Pétrole : L'OPEP+ augmente sa production de 188 000 barils avant un gel des quotas
La décision entérinée le 2 août 2026 fixe une hausse ultime de 188 000 barils par jour pour le mois de septembre, marquant la conclusion de la résorption progressive du retrait volontaire de 1,65 million de barils par jour instauré en 2023.
Ecouter l'article
Cliquez pour generer la version audio
L'ajustement formel dissimule des retards d'extraction persistants : au mois de juin, le débit effectif du groupe s'établissait à 36,28 millions de barils par jour, affichant un écart déficitaire de près de 7 millions de barils quotidiennement au regard des niveaux d'avant-crise. L'annonce a coïncidé avec un repli des cours du Brent, retombés dans la zone des 83 à 84 dollars le baril après avoir tutoyé les 89 dollars.

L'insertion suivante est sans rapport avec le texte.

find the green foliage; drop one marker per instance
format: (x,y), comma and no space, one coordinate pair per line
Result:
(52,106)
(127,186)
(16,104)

Le gel programmé au quatrième trimestre laisse en suspens un contingent de 2 millions de barils par jour retirés du marché depuis 2022, dont le sort conditionne l'élaboration des barèmes d'extraction prévus pour l'exercice 2027. L'évaluation technique des capacités réelles de 19 pays ravive les contestations nationales. Le Nigeria, fort d'une extraction remontée à 1,735 million de barils par jour en juin soit 104 % de son quota attribué, revendique une enveloppe rehaussée à 2 millions de barils par jour, traduisant une augmentation de 33 % de sa cible. À l'inverse, la Russie accuse un déficit de production de 910 000 barils par jour par rapport à son plafond en raison des dégradations subies par son outil de raffinage.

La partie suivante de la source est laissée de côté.